A lot of geographic data in public domain is distributed in SHP format. However, Fusion Tables application supports geographic data only in KML format. Google has recognised the opportunity and is now providing a link to a “translator/loader” application to facilitate uploading of SHP files into Fusion Tables. Shpescape has been implemented with GeoDjango framework and is aimed at facilitating the process of converting and loading that vast resource of GIS data from SHP format into Fusion Tables. It should potentially improve uptake of Fusion Tables by GIS as well as broader application development community.

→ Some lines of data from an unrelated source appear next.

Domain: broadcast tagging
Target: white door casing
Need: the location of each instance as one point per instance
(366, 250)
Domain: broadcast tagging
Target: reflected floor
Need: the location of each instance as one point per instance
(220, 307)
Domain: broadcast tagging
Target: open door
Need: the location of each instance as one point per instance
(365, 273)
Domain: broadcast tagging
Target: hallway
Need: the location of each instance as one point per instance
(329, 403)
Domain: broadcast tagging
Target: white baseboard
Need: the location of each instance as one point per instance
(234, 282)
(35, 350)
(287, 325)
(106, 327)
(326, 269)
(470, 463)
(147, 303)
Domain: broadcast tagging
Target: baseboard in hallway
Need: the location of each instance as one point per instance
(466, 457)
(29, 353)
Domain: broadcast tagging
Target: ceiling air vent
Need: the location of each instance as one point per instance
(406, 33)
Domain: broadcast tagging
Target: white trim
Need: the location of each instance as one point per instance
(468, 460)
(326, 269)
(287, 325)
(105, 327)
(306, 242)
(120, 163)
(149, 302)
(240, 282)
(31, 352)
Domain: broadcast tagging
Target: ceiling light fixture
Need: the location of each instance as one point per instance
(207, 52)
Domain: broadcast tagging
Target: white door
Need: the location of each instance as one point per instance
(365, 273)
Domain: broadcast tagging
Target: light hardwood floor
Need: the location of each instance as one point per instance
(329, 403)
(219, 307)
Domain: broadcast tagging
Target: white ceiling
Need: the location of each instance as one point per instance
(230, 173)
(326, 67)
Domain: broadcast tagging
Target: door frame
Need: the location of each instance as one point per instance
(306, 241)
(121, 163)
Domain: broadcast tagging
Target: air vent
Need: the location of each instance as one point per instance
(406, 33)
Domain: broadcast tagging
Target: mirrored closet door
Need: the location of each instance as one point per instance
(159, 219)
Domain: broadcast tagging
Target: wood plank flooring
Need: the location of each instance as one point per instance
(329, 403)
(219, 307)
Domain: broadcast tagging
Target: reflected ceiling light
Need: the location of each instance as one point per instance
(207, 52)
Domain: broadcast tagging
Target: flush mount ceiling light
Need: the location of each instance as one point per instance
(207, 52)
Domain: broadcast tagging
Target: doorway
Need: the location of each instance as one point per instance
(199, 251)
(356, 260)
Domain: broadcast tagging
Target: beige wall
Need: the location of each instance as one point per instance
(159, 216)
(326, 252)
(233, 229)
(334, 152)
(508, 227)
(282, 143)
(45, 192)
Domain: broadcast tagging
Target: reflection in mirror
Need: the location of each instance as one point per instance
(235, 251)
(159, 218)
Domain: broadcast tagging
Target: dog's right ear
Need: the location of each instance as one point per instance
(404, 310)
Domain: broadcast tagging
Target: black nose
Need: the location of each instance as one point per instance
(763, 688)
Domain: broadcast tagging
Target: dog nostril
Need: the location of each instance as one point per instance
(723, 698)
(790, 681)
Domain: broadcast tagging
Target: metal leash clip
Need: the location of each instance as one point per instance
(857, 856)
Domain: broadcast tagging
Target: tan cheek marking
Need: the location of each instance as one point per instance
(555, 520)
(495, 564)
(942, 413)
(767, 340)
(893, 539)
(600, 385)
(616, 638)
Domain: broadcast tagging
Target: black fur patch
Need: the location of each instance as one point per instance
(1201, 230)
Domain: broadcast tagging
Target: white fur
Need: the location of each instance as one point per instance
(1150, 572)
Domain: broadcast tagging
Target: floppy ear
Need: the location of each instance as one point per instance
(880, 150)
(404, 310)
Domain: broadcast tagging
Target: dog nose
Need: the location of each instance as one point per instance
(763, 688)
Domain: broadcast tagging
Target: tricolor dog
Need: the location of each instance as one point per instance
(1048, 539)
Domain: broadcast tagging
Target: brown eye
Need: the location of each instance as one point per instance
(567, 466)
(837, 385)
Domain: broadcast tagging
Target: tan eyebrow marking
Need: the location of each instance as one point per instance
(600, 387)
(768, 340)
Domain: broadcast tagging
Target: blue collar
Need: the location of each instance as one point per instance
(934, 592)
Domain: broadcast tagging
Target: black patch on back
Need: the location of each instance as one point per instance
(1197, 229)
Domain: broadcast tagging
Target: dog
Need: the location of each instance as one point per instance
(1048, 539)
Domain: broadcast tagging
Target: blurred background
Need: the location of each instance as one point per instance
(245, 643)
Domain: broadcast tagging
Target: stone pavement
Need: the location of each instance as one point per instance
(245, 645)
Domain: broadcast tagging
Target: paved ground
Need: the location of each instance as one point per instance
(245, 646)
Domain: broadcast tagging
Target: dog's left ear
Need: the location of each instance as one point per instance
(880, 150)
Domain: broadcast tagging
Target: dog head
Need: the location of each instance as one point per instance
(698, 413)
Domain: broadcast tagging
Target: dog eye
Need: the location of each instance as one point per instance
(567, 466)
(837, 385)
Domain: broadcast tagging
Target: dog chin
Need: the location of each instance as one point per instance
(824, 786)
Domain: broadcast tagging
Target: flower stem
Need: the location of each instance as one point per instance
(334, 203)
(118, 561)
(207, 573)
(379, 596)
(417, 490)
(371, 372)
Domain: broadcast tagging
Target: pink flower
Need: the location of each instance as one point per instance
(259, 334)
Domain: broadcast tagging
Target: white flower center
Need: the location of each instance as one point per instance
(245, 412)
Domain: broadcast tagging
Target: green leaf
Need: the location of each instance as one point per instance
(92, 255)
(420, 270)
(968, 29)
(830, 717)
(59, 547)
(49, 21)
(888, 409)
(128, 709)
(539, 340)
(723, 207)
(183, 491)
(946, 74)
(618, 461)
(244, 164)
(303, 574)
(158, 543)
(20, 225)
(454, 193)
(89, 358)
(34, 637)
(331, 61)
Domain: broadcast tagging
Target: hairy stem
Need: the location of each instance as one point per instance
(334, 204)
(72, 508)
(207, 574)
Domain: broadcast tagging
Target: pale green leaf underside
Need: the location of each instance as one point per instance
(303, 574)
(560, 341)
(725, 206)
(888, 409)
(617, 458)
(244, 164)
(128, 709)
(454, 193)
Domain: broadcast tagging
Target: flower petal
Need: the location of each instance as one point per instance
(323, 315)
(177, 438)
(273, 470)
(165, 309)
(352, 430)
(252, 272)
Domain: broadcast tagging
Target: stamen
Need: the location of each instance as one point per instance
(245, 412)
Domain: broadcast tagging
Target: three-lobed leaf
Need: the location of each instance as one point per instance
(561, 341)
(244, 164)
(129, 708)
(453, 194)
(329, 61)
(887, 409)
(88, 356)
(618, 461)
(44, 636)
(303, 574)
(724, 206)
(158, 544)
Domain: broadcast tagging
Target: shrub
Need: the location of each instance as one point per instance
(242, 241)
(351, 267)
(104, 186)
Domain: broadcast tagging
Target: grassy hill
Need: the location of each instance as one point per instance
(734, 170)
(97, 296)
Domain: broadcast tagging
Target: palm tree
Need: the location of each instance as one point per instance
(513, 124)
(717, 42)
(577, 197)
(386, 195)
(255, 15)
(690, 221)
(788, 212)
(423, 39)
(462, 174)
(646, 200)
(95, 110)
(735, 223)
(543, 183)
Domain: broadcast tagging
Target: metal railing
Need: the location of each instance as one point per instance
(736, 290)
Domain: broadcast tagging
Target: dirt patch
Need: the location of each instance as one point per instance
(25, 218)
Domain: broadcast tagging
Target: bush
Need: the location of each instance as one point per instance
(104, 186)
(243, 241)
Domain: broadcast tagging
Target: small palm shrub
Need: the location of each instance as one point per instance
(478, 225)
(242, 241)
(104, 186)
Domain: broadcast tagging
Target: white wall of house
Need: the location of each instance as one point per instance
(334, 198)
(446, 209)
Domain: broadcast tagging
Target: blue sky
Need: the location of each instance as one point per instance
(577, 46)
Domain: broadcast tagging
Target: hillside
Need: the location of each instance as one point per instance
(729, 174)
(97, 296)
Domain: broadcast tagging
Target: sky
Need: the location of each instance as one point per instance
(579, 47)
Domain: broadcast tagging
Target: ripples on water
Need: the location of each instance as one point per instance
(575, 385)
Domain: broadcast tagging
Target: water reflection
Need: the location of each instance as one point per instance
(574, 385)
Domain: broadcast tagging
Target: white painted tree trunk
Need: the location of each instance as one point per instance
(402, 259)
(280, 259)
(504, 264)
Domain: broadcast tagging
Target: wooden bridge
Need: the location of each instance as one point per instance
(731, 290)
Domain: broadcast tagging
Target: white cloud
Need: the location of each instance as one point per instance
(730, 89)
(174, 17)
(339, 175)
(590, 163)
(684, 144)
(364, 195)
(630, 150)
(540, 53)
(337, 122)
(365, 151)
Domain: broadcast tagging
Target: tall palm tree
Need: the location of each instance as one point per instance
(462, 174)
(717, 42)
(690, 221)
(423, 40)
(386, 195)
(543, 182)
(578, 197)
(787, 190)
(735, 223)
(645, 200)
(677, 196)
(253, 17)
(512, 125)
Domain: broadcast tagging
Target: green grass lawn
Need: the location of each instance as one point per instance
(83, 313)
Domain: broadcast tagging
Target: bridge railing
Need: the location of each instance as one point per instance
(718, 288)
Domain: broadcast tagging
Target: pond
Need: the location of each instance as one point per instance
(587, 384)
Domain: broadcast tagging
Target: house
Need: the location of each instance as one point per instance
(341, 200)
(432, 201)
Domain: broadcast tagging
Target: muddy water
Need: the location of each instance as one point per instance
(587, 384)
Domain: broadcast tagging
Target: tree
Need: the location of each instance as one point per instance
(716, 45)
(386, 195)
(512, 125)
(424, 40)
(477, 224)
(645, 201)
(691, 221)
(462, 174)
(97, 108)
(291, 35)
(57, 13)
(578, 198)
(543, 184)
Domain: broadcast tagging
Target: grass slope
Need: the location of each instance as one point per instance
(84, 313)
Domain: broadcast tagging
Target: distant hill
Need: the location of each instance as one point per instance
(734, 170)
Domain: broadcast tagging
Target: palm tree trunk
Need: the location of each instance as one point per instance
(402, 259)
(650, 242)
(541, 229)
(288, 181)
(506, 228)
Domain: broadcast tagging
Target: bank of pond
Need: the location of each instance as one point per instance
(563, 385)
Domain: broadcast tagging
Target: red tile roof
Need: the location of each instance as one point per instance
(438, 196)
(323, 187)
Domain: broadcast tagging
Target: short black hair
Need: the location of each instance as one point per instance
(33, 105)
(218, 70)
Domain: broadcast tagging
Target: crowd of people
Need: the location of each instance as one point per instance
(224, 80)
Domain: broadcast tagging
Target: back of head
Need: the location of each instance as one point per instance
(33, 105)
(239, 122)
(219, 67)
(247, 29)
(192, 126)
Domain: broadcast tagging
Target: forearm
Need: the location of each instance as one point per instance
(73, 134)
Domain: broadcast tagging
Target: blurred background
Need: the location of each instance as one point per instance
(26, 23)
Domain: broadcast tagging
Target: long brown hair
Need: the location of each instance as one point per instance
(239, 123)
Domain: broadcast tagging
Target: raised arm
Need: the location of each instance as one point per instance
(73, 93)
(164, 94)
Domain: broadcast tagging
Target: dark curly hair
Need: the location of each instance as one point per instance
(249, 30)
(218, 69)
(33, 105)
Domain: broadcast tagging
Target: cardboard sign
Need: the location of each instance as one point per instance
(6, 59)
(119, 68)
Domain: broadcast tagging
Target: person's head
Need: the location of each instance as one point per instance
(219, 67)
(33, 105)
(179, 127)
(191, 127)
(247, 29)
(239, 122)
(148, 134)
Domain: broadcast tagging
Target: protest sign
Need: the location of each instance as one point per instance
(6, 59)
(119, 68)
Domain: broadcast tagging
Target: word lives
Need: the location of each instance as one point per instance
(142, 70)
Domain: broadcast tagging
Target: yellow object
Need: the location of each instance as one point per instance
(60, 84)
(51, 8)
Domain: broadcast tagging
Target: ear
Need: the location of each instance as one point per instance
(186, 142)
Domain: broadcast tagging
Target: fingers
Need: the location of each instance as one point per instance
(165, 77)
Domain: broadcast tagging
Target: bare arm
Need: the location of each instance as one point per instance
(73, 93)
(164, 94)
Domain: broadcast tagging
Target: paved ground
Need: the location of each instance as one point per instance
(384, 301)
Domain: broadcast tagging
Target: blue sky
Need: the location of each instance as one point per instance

The concept behind Shpescape is great but, for now it fails in terms of performance. I tried the application with a modest size SHP datataset (40MB) and the result was not impressive. It took extremely long time to upload the data to the server, process it into KML and load into the Fusion Tables (short of an hour!). I know from my own experiments that converting SHP into KML takes only a few seconds with basic PHP script. Allowing for download and upload time (since 2 separate servers are involved), the whole process should be finished in a matter of minutes and not almost an hour. The biggest disappointment was that the algorithm used in Shpescape enforces generalisation of polygons and does not process “point for point” from SHP to KML [correction, it’s is actually undesirable Fusion Tables feature and not Shpescape fault]. It resulted in some polygons being converted incorrectly and/or corrupted in the process (as per image below).

Shpescape will work with small SHP files, with simple geometries but, as it stands, Fusion Tables are unable to handle full resolution datasets. Therefore it may be better to generalise SHP files before loading into Fusion Tables via Shpescape.

Related Posts:
Converting shapefile to KML
Converting csv data into shapefile


Unknown said...

Try using Quantum GIS for this conversion, it's a very convenient open source GIS-programm.

At least on my pc, the shp->kml conversion was very simple and quick.

All Things Spatial said...

Indeed Eric, it’s a very easy process with QGIS – I tried it myself earlier today! I have to flag this option in the related post. Thanks for bringing it up.

If I could only figure out how to add text to be converted to KML at the same time (for info windows). I know I can add a column to attribute table but not sure how to populate it with relevant HTML tags and text. There seem to be a limit of 255 characters. Any suggestions?

Josh said...

Hey - thanks for the post and good feedback on shpEscape.

A few comments:
- The site isn't officially supported by Google; just something I built one weekend

- In terms of performance, I do some row by row analysis which is definitely not optimal, but also helps ensure compatibility with Fusion Tables (for example the requirement all geometries are less than 1M characters in length after conversion to KML, which means I have to simplify some of them).

- If the geometry is valid and doesn't require simplification it just uses GDAL/OGR to do the shp-> KML conversion, so there shouldn't be any additional corruption of geometries from the shpEscape code

- Good point about slowness: As of v1.9 GDAL supports a Fusion Tables driver which I'll use instead of manually going through each row. One advantage (in my mind) of shpEscape is it adds some attributes for each feature that let you more easily style things in Fusion Tables, but most people may not care about this so speed should be the default

Thanks again for the comments.

All Things Spatial said...

Hi Josh and thanks for your comment.

Having spent more time playing with Fusion Tables I now better understand the limitations. Indeed, it’s not shpEscape that is the issue but rather Google Fusion Tables itself. It generalises some polygons while plainly “refusing” to process others - 1 million characters limit is really an issue that may hold back some potential users since it requires additional processing of input files. And when the row fails, the rest of the rows is not loaded either.

I believe shpEscape has a great potential, especially if you allow for some “user input” (eg. selection of attributes to transfer) and strictly implement checks for 1 million character limit per cell so all polygons are loaded. But the challenge will be to maintain topological consistency (ie. if one polygon is generalised and the adjoining is not - it may result in mismatch in boundaries)

I amended my post based on your comment and my further investigations. Keep me posted when you have the next version ready!